Installing architectural roof shingles does not always have to be a job for a professional. It is well within the capabilities of a reasonably skilled do-it-yourself’er, provided you take some common sense precautions (and maybe get yourself a helper or two).
Architectural roof shingles are more expensive than regular slate shingles, but this doesn’t mean that you have to spend even more on a costly pro or contractors to install them for you. Of course, if your roof is extremely steep or has unique features (such as proximity to drainpipes or electrical installations or solar panels), then you may be wise to outsource the task.
There are some dangers involved in roofing work. The most obvious one is that you may fall off the roof and injure yourself badly. Other risks to keep in mind are:
- injuring your back by hauling heavy loads up a ladder
- dropping material on someone standing below
- losing balance while climbing up and down the ladder
- slipping on steep roofs
The good news is that you can get through installing architectural roof shingles without harm or disaster by taking some simple precautions and following safe systems.
- Let someone know you’re working on the roof.
- Have a helper work with you, to hand over material and instruments.
- Use a strong and long enough steel ladder.
- Make sure your ladder is grounded solidly and won’t slip.
- Take care that you are not dangerously close to electrical installations or power lines or antennae.
- Don’t work on rainy days or when it snows. Wait until even morning dew evaporates before starting.
- Wear heavy shoes with soles that have a good grip. That will avoid skidding.
- Don’t wear loose clothes that may catch on something and make you lose balance.
- Keep your work area clear of clutter. Put nails, tools etc. away after use.
- Wall off (or clearly label) the surrounding area so people won’t wander too near and get hurt if something falls of the roof.
Before you begin, make sure that you have all the materials and supplies you need for installing architectural roof shingles. You’ll require the shingles, obviously, and nails, hammers, pneumatic nail drivers (optional), starter strip sheeting and other specific material based upon your unique needs.
Measure the dimensions of your roof. Compare this against the size of the individual architectural shingles and estimate how many you will require to roof your residential structure. Your choice should be governed by the purpose of the building, how much your roof slopes, local weather conditions and the overall structure of your home.
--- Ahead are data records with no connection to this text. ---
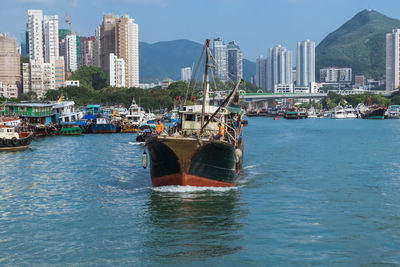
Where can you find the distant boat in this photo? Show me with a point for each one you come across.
(69, 129)
(393, 112)
(11, 140)
(374, 112)
(104, 125)
(137, 115)
(338, 113)
(291, 114)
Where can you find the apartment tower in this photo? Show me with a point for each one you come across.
(35, 33)
(305, 63)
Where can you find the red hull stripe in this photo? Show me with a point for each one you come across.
(185, 179)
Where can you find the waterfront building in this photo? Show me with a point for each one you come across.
(24, 35)
(279, 70)
(335, 75)
(261, 73)
(186, 74)
(359, 80)
(71, 62)
(392, 60)
(119, 35)
(72, 83)
(235, 62)
(35, 30)
(86, 54)
(8, 91)
(305, 63)
(51, 38)
(117, 71)
(9, 61)
(59, 71)
(220, 52)
(97, 49)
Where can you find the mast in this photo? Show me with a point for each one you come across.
(207, 44)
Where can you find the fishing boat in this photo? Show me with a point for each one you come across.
(104, 125)
(291, 114)
(393, 112)
(374, 112)
(11, 140)
(69, 129)
(137, 115)
(192, 154)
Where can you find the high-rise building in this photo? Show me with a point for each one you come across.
(71, 62)
(97, 49)
(51, 38)
(235, 62)
(119, 35)
(279, 70)
(186, 74)
(86, 55)
(305, 63)
(24, 44)
(220, 52)
(59, 71)
(261, 73)
(9, 61)
(35, 29)
(392, 60)
(117, 71)
(336, 75)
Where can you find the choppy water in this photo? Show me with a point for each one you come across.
(312, 192)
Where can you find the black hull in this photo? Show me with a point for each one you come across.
(214, 164)
(15, 144)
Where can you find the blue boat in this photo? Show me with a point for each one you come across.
(103, 125)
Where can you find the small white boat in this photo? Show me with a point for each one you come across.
(137, 115)
(338, 113)
(351, 113)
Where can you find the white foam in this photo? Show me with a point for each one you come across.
(186, 189)
(249, 167)
(136, 143)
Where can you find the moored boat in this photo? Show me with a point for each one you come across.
(11, 140)
(69, 130)
(374, 112)
(104, 125)
(291, 114)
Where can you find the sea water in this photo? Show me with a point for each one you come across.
(312, 192)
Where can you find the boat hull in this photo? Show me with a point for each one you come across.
(186, 162)
(13, 148)
(185, 179)
(103, 128)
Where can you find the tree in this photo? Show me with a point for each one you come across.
(91, 77)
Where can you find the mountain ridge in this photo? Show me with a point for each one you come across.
(165, 59)
(359, 43)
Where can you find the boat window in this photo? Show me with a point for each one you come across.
(190, 117)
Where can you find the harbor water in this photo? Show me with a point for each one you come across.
(312, 192)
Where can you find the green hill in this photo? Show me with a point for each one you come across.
(360, 44)
(165, 59)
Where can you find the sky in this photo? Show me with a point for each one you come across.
(255, 25)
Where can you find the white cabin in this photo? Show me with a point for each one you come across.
(191, 118)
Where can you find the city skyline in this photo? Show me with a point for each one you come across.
(161, 26)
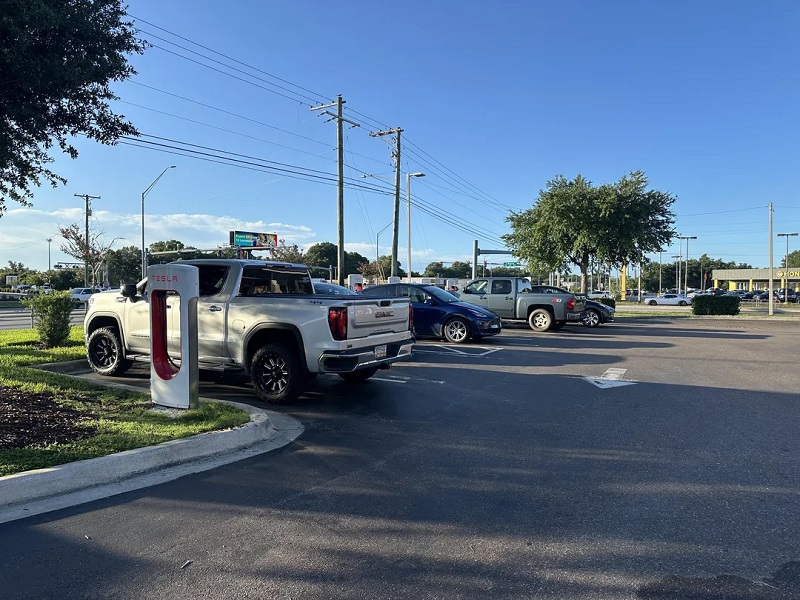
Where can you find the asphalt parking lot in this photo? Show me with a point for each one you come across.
(651, 458)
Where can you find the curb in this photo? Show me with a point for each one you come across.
(43, 490)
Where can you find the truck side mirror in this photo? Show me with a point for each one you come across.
(128, 290)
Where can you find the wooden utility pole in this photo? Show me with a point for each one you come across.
(395, 229)
(340, 204)
(87, 198)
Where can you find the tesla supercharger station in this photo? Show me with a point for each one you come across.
(173, 384)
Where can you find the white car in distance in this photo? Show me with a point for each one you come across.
(670, 300)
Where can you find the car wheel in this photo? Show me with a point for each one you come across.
(361, 375)
(540, 320)
(592, 318)
(105, 352)
(456, 331)
(276, 373)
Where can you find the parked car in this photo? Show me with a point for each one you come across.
(439, 314)
(599, 294)
(81, 295)
(332, 288)
(597, 313)
(670, 300)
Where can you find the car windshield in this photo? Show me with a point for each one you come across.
(440, 294)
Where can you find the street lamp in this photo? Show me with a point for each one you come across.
(686, 274)
(786, 265)
(377, 251)
(408, 215)
(144, 193)
(677, 258)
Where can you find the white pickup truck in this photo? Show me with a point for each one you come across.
(259, 316)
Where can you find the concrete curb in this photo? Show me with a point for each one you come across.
(36, 492)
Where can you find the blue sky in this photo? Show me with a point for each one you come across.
(494, 99)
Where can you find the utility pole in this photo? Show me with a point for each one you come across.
(87, 198)
(340, 159)
(395, 230)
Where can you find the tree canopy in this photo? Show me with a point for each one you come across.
(574, 221)
(58, 58)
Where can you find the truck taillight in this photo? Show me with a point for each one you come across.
(337, 321)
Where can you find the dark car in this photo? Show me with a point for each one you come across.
(439, 314)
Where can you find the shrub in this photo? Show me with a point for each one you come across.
(715, 305)
(51, 316)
Other factors may be specific to the kind of architectural shingles you are using, so be sure to read the specifications or check with your tiles manufacturers or sales person before you begin work.
If you are re-roofing the building, remove the older tiles or shingles. Install a starter strip, as backing for the first row of shingles. This also helps water leaks from soaking through to the interior. Install architectural shingles starting from the lower corner. Work your way to the right, and then go uphill. Overlap the shingles in a way that there are no gaps. Hammer down the shingles, or use a pneumatic nail gun.
Giving the rows of shingles an overhang will help avoid water dripping down and causing wear and tear on the veneer. If there are penetrations like a plumbing vent, then you may have to seal off the gaps using plastic or rubber flanges. At the very top of the roof, make sure that you over-lap the shingles, and then use ridge cap shingles to cover the peak. You may use a dab of tar to hold down loose corners.
Installing architectural roof shingles can give your building a pleasing, textured look that’s elegant and sleek. Done right, you can save a lot by shingling your roof without compromising on quality – and avoid getting hurt!